There had been lots of campaigning for the vote towards the end of the 19th Century mainly using methods such at petitions, writing letters and badgering members of parliament.
That changed in 1903 with the establishment by the Pankhursts, and others, of the Women's Social and Political Union. A branch was opened in Glasgow in 1906 and by 1908 its Scottish headquarters had been opened in the city.
"At first the suffragettes tend to go down to England in order to commit some of the more militant acts," says Prof Sarah Pedersen of Robert Gordon University who is writing a book on the Scottish suffragettes.
"We don't really get much militant suffrage activity going on Scotland until a couple of years before the First World War but once they get started they do quite a lot of damage."
She points to the burning down of buildings, the grandstands at Ayr and Perth racecourses, the pouring of acid in post boxes to destroy the mail or burning the slogan 'votes for women' into the greens of golf courses with acid.
"One of the things to note is that they were very careful not to actually harm or kill anyone with all these fires, the places they set fire to were empty.
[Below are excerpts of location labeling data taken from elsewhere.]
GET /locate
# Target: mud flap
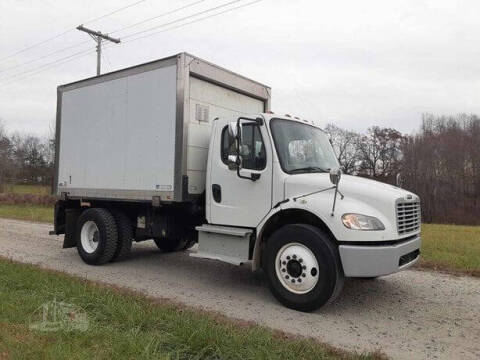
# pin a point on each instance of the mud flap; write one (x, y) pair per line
(71, 217)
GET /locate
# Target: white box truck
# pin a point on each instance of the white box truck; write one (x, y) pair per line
(182, 151)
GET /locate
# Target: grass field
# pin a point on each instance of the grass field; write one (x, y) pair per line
(27, 212)
(27, 189)
(123, 325)
(451, 248)
(445, 247)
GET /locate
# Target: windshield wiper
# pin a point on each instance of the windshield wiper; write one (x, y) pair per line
(309, 169)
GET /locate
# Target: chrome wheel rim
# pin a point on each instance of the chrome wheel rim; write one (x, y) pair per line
(297, 268)
(89, 237)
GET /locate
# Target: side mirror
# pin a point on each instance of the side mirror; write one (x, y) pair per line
(234, 162)
(232, 132)
(335, 175)
(400, 181)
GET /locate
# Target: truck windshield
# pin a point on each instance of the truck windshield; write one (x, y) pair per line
(302, 148)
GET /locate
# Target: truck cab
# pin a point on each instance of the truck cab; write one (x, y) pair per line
(279, 177)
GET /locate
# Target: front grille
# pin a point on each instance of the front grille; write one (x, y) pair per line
(408, 216)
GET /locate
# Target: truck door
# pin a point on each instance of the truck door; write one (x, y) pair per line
(237, 201)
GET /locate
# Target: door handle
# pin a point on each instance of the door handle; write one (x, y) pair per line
(217, 192)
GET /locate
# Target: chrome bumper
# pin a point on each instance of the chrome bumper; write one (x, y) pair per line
(370, 261)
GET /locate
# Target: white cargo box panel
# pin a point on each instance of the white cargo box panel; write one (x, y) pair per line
(143, 132)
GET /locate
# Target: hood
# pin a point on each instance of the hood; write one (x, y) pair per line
(352, 186)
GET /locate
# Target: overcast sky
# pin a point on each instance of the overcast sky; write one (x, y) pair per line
(353, 63)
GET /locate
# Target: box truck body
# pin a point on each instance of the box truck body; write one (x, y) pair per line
(144, 132)
(185, 152)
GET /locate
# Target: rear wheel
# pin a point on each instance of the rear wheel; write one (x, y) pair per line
(303, 267)
(97, 236)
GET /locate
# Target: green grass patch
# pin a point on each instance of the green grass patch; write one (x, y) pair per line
(34, 213)
(27, 189)
(444, 247)
(125, 325)
(451, 248)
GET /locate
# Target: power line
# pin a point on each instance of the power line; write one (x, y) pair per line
(117, 30)
(158, 16)
(46, 65)
(194, 21)
(44, 56)
(181, 19)
(114, 12)
(88, 51)
(50, 67)
(69, 30)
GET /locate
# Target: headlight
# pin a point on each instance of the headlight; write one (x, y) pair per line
(362, 222)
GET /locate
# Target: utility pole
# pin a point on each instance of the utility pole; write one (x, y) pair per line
(98, 37)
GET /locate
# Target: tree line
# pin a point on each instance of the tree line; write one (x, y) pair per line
(26, 158)
(440, 163)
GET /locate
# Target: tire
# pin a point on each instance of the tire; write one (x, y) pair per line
(309, 273)
(97, 236)
(173, 244)
(125, 235)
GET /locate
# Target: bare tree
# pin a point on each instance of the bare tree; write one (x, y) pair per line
(345, 144)
(379, 153)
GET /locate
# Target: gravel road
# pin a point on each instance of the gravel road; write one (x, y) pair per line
(410, 315)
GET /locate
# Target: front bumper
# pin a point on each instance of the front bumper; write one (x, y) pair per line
(370, 261)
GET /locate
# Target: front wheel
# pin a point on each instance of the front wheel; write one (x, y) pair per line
(303, 267)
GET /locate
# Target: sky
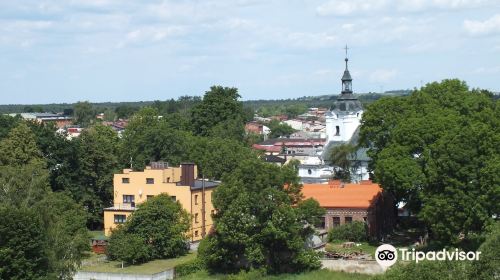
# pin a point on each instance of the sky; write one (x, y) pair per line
(55, 51)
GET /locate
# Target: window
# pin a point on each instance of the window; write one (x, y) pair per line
(322, 223)
(336, 221)
(120, 219)
(129, 199)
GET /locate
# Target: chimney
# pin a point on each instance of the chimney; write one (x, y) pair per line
(187, 174)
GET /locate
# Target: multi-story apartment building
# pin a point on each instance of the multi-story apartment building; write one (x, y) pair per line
(132, 188)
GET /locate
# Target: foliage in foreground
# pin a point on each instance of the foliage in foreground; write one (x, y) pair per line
(42, 233)
(256, 225)
(437, 150)
(156, 230)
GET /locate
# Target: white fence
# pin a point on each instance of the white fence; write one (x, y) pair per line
(87, 275)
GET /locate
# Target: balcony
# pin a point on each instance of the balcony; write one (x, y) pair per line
(122, 206)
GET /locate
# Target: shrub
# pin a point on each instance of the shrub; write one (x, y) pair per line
(189, 268)
(355, 231)
(127, 247)
(427, 270)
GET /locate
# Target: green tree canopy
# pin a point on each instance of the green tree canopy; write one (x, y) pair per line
(20, 148)
(220, 114)
(256, 225)
(98, 161)
(437, 149)
(161, 223)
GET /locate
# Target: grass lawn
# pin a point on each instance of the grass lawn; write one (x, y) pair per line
(313, 275)
(145, 268)
(365, 247)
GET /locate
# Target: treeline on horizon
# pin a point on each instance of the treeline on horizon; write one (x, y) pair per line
(123, 109)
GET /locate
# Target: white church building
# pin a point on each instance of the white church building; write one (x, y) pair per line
(342, 127)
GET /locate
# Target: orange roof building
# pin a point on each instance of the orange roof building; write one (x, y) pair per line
(345, 203)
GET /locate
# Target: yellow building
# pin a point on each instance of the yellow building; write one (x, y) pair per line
(131, 188)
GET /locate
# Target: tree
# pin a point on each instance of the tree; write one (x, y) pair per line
(23, 242)
(129, 248)
(340, 157)
(20, 148)
(220, 114)
(84, 113)
(98, 161)
(161, 224)
(437, 150)
(59, 223)
(249, 235)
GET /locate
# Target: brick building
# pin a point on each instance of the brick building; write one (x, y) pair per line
(345, 203)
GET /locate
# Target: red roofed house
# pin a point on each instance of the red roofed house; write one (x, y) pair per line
(345, 203)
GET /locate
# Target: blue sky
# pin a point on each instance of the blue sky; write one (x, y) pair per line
(124, 50)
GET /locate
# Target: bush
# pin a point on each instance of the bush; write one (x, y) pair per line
(488, 265)
(127, 247)
(189, 268)
(355, 232)
(427, 270)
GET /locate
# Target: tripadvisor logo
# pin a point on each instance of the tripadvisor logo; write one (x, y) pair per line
(386, 255)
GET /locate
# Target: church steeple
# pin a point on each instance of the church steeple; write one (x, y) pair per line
(346, 78)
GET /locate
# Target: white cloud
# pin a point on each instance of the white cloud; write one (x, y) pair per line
(383, 75)
(489, 26)
(348, 7)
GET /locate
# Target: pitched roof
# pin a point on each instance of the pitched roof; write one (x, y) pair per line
(333, 195)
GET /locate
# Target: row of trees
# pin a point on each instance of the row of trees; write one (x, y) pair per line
(437, 150)
(43, 234)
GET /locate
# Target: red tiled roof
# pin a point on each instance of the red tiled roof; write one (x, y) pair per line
(332, 195)
(275, 149)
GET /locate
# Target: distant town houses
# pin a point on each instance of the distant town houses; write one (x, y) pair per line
(59, 120)
(318, 132)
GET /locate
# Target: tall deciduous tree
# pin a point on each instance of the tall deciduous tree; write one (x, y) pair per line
(161, 224)
(19, 148)
(437, 149)
(256, 225)
(220, 114)
(98, 153)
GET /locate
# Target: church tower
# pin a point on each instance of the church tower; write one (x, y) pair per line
(345, 115)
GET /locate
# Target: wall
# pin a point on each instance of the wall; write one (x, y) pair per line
(353, 266)
(197, 209)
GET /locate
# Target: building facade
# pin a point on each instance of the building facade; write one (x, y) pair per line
(345, 203)
(131, 188)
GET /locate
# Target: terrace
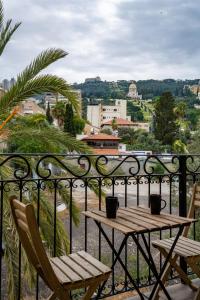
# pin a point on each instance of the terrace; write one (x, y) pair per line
(72, 184)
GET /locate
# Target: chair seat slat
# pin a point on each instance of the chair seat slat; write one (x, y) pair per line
(85, 264)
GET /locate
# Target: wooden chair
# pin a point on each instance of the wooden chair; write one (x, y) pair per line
(185, 247)
(61, 274)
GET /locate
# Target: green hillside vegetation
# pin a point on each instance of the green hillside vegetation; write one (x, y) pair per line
(148, 88)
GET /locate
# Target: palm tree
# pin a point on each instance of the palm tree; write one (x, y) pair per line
(28, 83)
(58, 112)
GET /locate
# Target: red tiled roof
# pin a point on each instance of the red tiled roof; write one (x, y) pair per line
(119, 121)
(106, 151)
(101, 137)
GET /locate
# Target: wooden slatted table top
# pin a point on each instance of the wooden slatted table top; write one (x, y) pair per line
(138, 220)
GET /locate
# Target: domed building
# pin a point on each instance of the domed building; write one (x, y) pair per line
(132, 93)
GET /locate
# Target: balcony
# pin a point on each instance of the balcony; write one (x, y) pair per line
(61, 186)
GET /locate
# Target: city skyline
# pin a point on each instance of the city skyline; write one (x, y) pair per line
(115, 39)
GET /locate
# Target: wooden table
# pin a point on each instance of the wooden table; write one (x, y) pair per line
(132, 221)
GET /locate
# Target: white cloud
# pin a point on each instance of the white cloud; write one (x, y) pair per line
(115, 39)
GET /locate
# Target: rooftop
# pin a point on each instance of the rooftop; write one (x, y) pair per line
(118, 121)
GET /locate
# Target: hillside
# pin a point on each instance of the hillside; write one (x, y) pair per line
(119, 89)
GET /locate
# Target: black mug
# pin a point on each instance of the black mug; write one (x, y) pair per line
(155, 204)
(112, 205)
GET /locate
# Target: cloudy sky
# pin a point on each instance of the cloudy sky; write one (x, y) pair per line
(113, 39)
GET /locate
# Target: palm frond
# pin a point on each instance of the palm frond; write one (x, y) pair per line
(42, 61)
(40, 84)
(1, 14)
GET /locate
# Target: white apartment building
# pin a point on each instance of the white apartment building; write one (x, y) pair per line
(98, 114)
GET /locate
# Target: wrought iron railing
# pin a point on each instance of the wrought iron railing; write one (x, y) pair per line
(61, 186)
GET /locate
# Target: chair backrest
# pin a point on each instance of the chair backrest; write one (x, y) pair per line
(29, 236)
(194, 204)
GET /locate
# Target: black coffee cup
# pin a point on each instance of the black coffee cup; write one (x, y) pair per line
(112, 205)
(155, 204)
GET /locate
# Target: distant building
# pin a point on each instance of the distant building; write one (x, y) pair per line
(103, 144)
(122, 123)
(96, 79)
(132, 93)
(195, 89)
(98, 114)
(52, 98)
(30, 107)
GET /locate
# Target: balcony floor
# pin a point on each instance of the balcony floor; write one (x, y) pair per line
(177, 292)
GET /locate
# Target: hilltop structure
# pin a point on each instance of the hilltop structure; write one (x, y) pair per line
(98, 114)
(195, 89)
(122, 123)
(133, 93)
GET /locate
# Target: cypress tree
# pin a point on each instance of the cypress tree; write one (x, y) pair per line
(165, 129)
(48, 114)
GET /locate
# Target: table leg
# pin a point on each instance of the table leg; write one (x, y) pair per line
(167, 259)
(149, 261)
(117, 258)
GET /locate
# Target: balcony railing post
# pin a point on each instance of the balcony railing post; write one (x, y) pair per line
(183, 197)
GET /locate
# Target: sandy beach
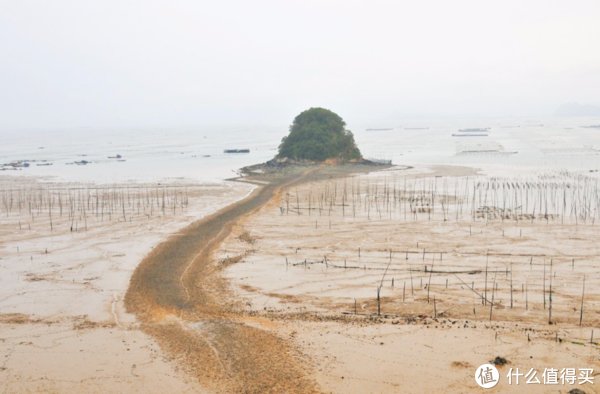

What they were hoping for was that the landowners and the insurance companies would put pressure on the government to give women the vote," she continues.
A important point for the movement in Scotland was a big rally in Edinburgh in 1909. , external
It was led by the formidable Flora Drummond, riding on horseback. A key figure in the movement, she had grown up in Arran.
Edinburgh had a rather less positive claim to fame too though. It was here that the suffragette Ethel Moorhead became the first in Scotland to be force-fed, a practice which came later north of the border.
"There were two prisons in Scotland that did force feed," says Donna Moore of the Glasgow Women's Library.
"One was Edinburgh," she continues "although slightly reluctantly, but the main one was Perth and, in fact, when there was a royal visit to Perth there were signs outside saying welcome to your majesty's torture chamber in Perth prison."
Ms Moore is fascinated by the stories of suffragettes, stories which she feels deserve to be better known.
Earlier in the year a group of women took part in a public art event, called "March of Women", from the Glasgow Women's Library to Glasgow Green.
The idea was to celebrate women's history and achievements, past and present. The site was chosen as the green had been the venue for many rallies and marches by both suffragettes and suffragists.
World War One is often credited with bringing some women the vote in 1918. But Norman Watson says "in many respects we forget about the valuable work that the constitutionalists did, the non-militant women".
He reckons there were perhaps 100 plus militant suffragettes in Scotland, but thousands who were pursuing similar aims but by different means.
"My view is that by 1914 when the worst of the forcible feeding was happening I think we were heading towards the government giving in, and I actually think the women might have got the vote in 1916, two years before they did."